Adolescence is a crucial period in life and implies multiple physiological and psychological changes that affect nutritional needs and habits. The HELENA proposal includes cross-sectional, crossover and pilot community intervention multi-centre studies, as an integrated approach to the above-mentioned problem. The following aspects will provide the full information about the nutritional status of the European adolescents:
- Dietary intake, nutrition knowledge and eating attitudes
- Food choices and preferences
- Body composition
- Plasma lipids and metabolic profile
- Vitamin status
- Immune function related to nutritional status
- Physical activity and fitness
- Genotype (to analyse gene-nutrient and gene-environment interactions)
The requirements for health promoting foods will also be identified, and three sensory acceptable products for adolescents will be developed. Both scientific and technological objectives should result in reliable and comparable data of a representative sample of European adolescents, concerning: foods and nutrients intake, food choices and preferences, obesity prevalence, dislipidemia, insulin resistance, vitamin and minerals status, immunological markers for sub clinical malnutrition, physical activity and fitness patterns, and variations of the nucleotide sequence in selected genes.

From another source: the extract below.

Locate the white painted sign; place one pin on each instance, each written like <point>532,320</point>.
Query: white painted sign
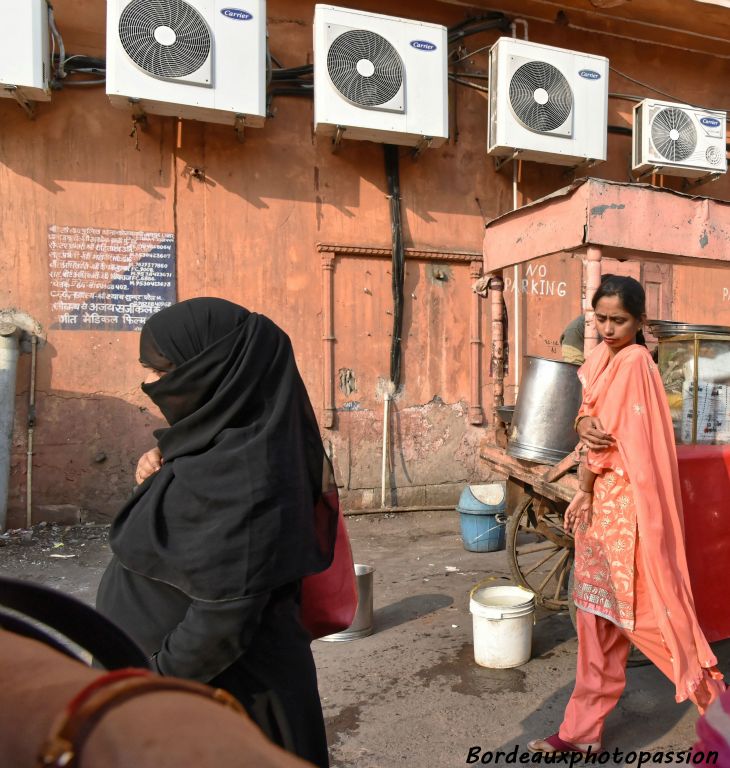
<point>108,279</point>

This will contribute to understand why health-related messages are not being as effective as expected in the adolescent population. A realistic intervention strategy will be proposed in order to achieve the goals of understanding and effectively enhancing nutritional and lifestyle habits of adolescents in Europe.
Club of Amsterdam Agenda
NEW: Our Season Events are Wednesdays 16:30! | |
16:00-16:30 Registration 16:30-17:45 Part I: Presentations 17:45-18:15 Break: Drinks and evtl. live music 18:15-19:15 Part II: Discussion | |
Club of Amsterdam Season Events 2005/2006 | |
.Nov 30 | the future of Software Architecture Where: Syntens, De Ruyterkade 5, 1013 AA Amsterdam [Building of the Chamber of Commerce] |
.Jan 25 | the future of Futurist Tools |
.Mar 1 | the future of Electronic Identity |
.Mar 29 | the future of Governance |
.Apr 26 | the future of Drugs & Pharma |
.May 31 | the future of Reputation Management |
.Jun 28 | the future of Journalism / Ethics in Journalism |
Club of Amsterdam Open Business Club
Club of Amsterdam Open Business Club Are you interested in networking, sharing visions, ideas about your future, the future of your industry, society, discussing issues, which are relevant for yourself as well as for the ‘global’ community? The future starts now – join our online platform – and it’s for free …: |
binance Norādījuma kods says
I don’t think the title of your article matches the content lol. Just kidding, mainly because I had some doubts after reading the article.
binance kod says
Your point of view caught my eye and was very interesting. Thanks. I have a question for you.